After having been rested for two games he returned to his blazing best against Sri Lanka on 29 January 2006 on his home ground the WACA smashing 116 runs off 105 balls to lead Australia to victory. His record as Australian One Day captain now stands at 9 wins and 1 loss.

Gilchrist has a full complement of attacking shots, he is equally powerful on the back or front foot, making him extremely difficult to bowl to. Perhaps his main weakness for bowlers to exploit is his very propensity for attacking play.

Gilchrist briefly held the record for the fastest double century in Tests, requiring 212 balls for the feat in a Test against South Africa in Johannesburg in January 2002 (the record was then broken in an amazing innings by Nathan Astle in March of that year).

Gilchrist's attacking batting has been a key part of Australia's one-day success, as he usually opens the batting. He was a key part of the successful 1999 and 2003 World Cup campaigns.

On December 16, 2006, during the third Ashes Test at the WACA, Gilchrist scored 102 not out in 57 balls, the second fastest recorded Test century. At 97 runs from 54 balls, Gilchrist needed 3 runs from the next ball to better Richards' record set in 1986. The ball delivered by Matthew Hoggard was wide (perhaps deliberately) and thus Gilchrist was unable to score successfully from it. Gilchrist's innings was reminiscent of his one-day match batting style, that of quick, crowd-pleasing scoring and stroke play. He later claimed that the astonishing slogfest was inspired by a miscommunication with his captain Ponting, misinterpreting a directive not to score quick runs with a view to declaring the innings.

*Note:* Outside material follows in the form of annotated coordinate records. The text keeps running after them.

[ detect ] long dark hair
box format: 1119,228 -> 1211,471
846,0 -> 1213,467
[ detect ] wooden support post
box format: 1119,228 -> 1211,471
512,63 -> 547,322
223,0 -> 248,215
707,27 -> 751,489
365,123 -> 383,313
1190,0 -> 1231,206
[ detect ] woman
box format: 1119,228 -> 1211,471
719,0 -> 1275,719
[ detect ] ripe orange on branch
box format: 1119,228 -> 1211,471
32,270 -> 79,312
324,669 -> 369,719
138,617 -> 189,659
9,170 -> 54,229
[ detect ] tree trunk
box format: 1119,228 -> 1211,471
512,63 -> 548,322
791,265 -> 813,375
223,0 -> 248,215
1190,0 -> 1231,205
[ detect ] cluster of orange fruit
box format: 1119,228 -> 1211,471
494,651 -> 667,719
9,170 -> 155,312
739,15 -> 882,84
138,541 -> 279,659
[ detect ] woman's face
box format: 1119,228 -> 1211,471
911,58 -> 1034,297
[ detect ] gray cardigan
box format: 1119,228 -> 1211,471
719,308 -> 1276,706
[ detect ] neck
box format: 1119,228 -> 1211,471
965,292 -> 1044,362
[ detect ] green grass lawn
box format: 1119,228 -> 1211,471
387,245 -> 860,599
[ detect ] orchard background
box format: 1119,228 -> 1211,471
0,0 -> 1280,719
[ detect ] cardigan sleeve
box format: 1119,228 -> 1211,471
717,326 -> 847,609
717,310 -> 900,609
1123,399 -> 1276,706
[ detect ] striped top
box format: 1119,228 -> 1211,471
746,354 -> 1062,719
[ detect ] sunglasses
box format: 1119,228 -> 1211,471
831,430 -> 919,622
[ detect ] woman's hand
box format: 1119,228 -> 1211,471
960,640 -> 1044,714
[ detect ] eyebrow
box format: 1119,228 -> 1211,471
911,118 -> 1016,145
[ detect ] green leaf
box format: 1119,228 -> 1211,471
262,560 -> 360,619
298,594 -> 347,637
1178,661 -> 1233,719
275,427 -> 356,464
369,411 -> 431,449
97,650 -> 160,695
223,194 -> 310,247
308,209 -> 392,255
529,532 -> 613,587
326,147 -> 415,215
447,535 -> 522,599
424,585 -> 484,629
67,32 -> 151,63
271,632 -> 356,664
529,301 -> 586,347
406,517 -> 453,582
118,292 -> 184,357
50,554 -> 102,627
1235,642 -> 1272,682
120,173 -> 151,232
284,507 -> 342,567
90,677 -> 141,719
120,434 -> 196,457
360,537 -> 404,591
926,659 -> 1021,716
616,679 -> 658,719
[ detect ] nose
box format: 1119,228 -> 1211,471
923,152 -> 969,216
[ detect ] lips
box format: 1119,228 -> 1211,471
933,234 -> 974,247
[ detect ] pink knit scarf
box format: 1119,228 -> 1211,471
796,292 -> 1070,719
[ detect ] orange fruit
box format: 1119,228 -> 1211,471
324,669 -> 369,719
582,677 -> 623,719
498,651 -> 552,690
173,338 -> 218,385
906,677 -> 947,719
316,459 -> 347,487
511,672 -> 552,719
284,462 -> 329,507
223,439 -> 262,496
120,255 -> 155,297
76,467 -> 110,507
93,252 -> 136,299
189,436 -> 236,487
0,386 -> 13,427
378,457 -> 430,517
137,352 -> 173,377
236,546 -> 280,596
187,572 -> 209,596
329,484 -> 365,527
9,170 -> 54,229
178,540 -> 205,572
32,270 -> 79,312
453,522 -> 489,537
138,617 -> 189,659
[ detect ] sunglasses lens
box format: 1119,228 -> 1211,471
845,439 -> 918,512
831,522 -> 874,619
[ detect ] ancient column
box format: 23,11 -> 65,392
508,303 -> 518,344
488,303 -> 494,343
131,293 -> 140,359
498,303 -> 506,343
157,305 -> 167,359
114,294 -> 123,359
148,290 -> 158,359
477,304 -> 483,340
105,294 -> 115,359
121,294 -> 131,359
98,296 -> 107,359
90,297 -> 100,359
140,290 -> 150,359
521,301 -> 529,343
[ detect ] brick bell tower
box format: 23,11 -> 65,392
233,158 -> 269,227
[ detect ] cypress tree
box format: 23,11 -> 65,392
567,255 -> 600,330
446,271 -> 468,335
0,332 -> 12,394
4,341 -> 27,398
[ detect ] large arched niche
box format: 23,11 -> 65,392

Gilchrist is the only Australian cricketer currently playing the game, to be in Richie Benaud's Greatest XI and one of five Wisden Cricketers of the Year for 2002, was named Australia's One-day International player of the year in 2003 and 2004, selected in the ICC World XI for the charity series against the ACC Asian XI, 2004 and 2005 and was voted as "World's Scariest Batsman" in an exclusive poll of international bowlers

Gilchrist holds the record for most sixes in a Test career, with 97 sixes and of the 46 batsmen to have scored more than 5000 one-day international runs, only Gilchrist, Richards and Sri Lanka’s Sanath Teran Jayasuriya have achieved a strike rate in excess of 90.

Gilchrist, at 96.39, is almost six runs per hundred balls clear of Richards and Jayasuriya, and is the only batsman of the trio to carry the added burden of wicket-keeping.